Taming the CMS Flood: A Log Enrichment Pipeline Rebuild for Calix ONTs

In the field, ONTs don’t lie—they scream, especially when thousands of them are talking at once.
We’ve been running a pipeline where ONT alerts, mostly from Calix E7 cards and their child ONTs, flow into Logstash for processing. This gave us visibility into late collisions, link flaps, threshold crossings, missing ONT, dying ghasp, RF port signal degradation, and well, everything else in near real-time. But enriching those raw syslog messages with metadata like subscriber name, provisioned profile, and optics levels meant tying them to CMS. And that’s where the trouble began.

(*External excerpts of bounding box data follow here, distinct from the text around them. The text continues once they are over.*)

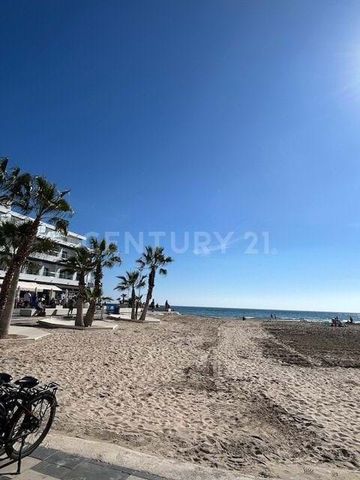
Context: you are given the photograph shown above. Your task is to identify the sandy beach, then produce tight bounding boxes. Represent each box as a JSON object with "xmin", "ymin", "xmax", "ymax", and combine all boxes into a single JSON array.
[{"xmin": 0, "ymin": 315, "xmax": 360, "ymax": 479}]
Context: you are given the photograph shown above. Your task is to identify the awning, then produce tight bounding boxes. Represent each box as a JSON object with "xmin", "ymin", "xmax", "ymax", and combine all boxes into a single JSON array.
[
  {"xmin": 0, "ymin": 280, "xmax": 62, "ymax": 292},
  {"xmin": 18, "ymin": 282, "xmax": 38, "ymax": 292},
  {"xmin": 36, "ymin": 283, "xmax": 62, "ymax": 292}
]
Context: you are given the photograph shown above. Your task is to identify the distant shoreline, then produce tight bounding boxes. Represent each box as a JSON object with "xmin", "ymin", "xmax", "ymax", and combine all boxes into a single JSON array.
[{"xmin": 172, "ymin": 305, "xmax": 360, "ymax": 323}]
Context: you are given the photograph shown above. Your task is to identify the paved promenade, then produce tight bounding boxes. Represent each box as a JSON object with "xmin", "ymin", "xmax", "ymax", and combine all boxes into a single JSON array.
[{"xmin": 0, "ymin": 447, "xmax": 165, "ymax": 480}]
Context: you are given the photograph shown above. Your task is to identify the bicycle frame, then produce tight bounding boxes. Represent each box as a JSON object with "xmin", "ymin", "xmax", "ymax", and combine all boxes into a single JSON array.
[{"xmin": 0, "ymin": 383, "xmax": 58, "ymax": 473}]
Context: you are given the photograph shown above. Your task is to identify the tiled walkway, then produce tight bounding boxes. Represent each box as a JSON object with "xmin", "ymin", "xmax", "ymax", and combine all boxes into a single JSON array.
[{"xmin": 0, "ymin": 447, "xmax": 165, "ymax": 480}]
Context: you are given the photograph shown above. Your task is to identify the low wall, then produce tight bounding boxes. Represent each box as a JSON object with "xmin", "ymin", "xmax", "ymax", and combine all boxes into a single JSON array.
[{"xmin": 20, "ymin": 307, "xmax": 88, "ymax": 317}]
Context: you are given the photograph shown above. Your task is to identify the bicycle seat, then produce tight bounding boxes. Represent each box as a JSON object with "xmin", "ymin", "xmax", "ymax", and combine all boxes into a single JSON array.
[
  {"xmin": 15, "ymin": 376, "xmax": 39, "ymax": 388},
  {"xmin": 0, "ymin": 373, "xmax": 12, "ymax": 385}
]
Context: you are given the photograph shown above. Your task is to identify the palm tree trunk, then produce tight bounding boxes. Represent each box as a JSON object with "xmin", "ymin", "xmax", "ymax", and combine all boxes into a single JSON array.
[
  {"xmin": 84, "ymin": 298, "xmax": 96, "ymax": 327},
  {"xmin": 0, "ymin": 266, "xmax": 21, "ymax": 338},
  {"xmin": 140, "ymin": 269, "xmax": 155, "ymax": 322},
  {"xmin": 0, "ymin": 217, "xmax": 40, "ymax": 338},
  {"xmin": 75, "ymin": 274, "xmax": 85, "ymax": 327},
  {"xmin": 0, "ymin": 262, "xmax": 15, "ymax": 312},
  {"xmin": 84, "ymin": 264, "xmax": 103, "ymax": 327}
]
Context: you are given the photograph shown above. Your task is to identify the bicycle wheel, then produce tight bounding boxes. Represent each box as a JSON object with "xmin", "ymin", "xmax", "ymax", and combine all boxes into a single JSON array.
[{"xmin": 5, "ymin": 392, "xmax": 56, "ymax": 460}]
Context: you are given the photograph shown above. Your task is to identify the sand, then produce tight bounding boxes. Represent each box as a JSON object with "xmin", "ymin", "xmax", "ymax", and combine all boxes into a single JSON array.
[{"xmin": 0, "ymin": 315, "xmax": 360, "ymax": 479}]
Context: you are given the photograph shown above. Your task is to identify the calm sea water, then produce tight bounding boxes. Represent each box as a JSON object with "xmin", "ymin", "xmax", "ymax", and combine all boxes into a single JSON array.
[{"xmin": 173, "ymin": 306, "xmax": 360, "ymax": 322}]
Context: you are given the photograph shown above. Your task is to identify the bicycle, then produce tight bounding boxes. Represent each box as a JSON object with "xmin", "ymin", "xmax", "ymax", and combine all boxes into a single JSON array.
[{"xmin": 0, "ymin": 373, "xmax": 59, "ymax": 473}]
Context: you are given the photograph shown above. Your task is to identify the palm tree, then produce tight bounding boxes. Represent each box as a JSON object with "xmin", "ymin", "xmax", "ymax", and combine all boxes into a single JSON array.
[
  {"xmin": 137, "ymin": 246, "xmax": 173, "ymax": 322},
  {"xmin": 0, "ymin": 167, "xmax": 72, "ymax": 338},
  {"xmin": 65, "ymin": 247, "xmax": 94, "ymax": 327},
  {"xmin": 0, "ymin": 221, "xmax": 56, "ymax": 330},
  {"xmin": 114, "ymin": 270, "xmax": 146, "ymax": 320},
  {"xmin": 84, "ymin": 237, "xmax": 121, "ymax": 327}
]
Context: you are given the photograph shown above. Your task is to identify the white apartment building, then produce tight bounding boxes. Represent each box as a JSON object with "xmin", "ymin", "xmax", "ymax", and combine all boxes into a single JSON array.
[{"xmin": 0, "ymin": 206, "xmax": 93, "ymax": 299}]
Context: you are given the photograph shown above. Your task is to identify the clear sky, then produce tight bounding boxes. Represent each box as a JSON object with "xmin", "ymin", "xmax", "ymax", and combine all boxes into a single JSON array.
[{"xmin": 0, "ymin": 0, "xmax": 360, "ymax": 311}]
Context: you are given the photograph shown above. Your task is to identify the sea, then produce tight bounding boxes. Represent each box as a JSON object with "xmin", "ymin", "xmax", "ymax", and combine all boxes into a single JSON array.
[{"xmin": 172, "ymin": 306, "xmax": 360, "ymax": 323}]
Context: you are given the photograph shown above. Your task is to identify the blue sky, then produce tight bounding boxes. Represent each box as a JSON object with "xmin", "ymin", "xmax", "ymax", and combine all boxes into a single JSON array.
[{"xmin": 0, "ymin": 0, "xmax": 360, "ymax": 311}]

The Original Pipeline: Useful But Fragile
Here’s how the original pipeline worked:
- Syslog message arrives (UDP port 1514) and gets parsed in Logstash using a multi-pattern Grok filter.
- If the message contains
shelfName
andontID
, a Ruby filter shells out to a Perl script that performs SOAP calls to the Calix CMS API. - The script logs in, queries the ONT for status, performance data, and config, and enriches the log message with subscriber details and ONT state.
- Logstash merges that JSON output back into the record and sends it to OpenSearch.
Sounds slick—until 50 ONTs trip alarms in 2 seconds.
The Problem: CMS Under Siege
This setup worked great under low volume. But the second multiple ONTs sent alarms in quick succession, Logstash launched multiple Perl processes simultaneously. Each one opened its own CMS session and triggered three SOAP calls per ONT:
- Operational status
- Performance metrics
- Configuration state
The CMS backend couldn’t handle the spike. It would lock up under the load, and sometimes entire cards stopped responding to CMS altogether. The recovery time was ugly: even after killing Logstash and the Perl zombies, CMS wouldn’t stabilize for 10 to 15 minutes. That’s 15 minutes of blind operations on a system our NOC relies on every hour of the day.
The Pivot: Raw Logging and Decoupled Enrichment
So I pulled the plug on the inline enrichment. The Ruby launcher is now gone from the pipeline. Logstash still collects the raw logs—syslog from the E7s with ONT IDs, timestamps, ports, event types, and GPON details—but they’re no longer enriched inline.
That data is still valuable, but it creates a pain point: matching an ONT alert to a user now means manually cross-referencing shelf + ONT ID against other tools or databases, which is not ideal when you're triaging issues on a live circuit.
Long-term, I’d like to connect this directly to our Elation+ provisioning system. If that backend has an accessible API in its latest version (TBD), it could give us direct access to user IDs and subscriber mappings. But I haven’t had the cycles yet to chase that down.
The New Design: ont-log-enricher
in Go
To fix this the right way, I rewrote the enrichment logic in Go. Sure, I could’ve done it in Perl and probably had it working by lunch. But the Perl ecosystem isn’t what it used to be, and with Go, I get a single compiled binary with everything I need—no external modules, no fragile installs.
The new tool, ont-log-enricher,
OpenSearch queries periodically for logs that are missing enrichment. It looks for records that:
- Are less than an hour old
- Contain
shelfName
andontID
- Are still missing
description
(the field that implies they haven’t been enriched)
It de-duplicates polling by combining those fields and only querying CMS once per unique ONT. Then it pushes the full set of ONT details—model, software version, subscriber ID, optics levels, uptime, and more—back into all matching OpenSearch records using bulk updates.
Highlights
- We only scan each ONT once per run, no matter how many times it appears.
- We don’t poll older events—only fresh logs within the last hour.
- It uses three SOAP calls per ONT, just like the original Perl script—but now sequentially and safely, not in parallel bombardments.
- We can gather information from multiple ONTs with only a single SOAP login and logout, which saves a lot of time.
- It can run from cron every minute, or as a lightweight daemon if you need more frequent updates.
Yes, we lose some time resolution on ONT data points, CMS isn’t being polled in real time anymore. But we gain something far more important: stability and confidence that CMS won’t get jammed by its own event flood.
Outcome
- No more CMS lockups
- No more pileups of zombie Perl processes
- Syslog pipeline is stable
- Enrichment happens asynchronously and safely
- The new Go tool can be extended or API-wired later as time permits
And best of all, the NOC can still see what matters—who the ONT belongs to, what profile it’s running, what optical levels look like—without risking service-wide outages from over-polling.
Next Steps
This system will keep evolving. I’ll likely add:
- Error handling and retry queues
- Configurable thresholds for CMS polling rate
- Optional integration with Elation+ if an API is available
- Broader ONT inventory syncing with passive updates
But for now, this is a solid foundation. Raw logs in, smart enrichment out, and no more battles with CMS overload.
These are the kinds of things I think about and pull off daily while still working in a busy ticket queue and handling other NOC duties.
--Something New Every Day
-Bryan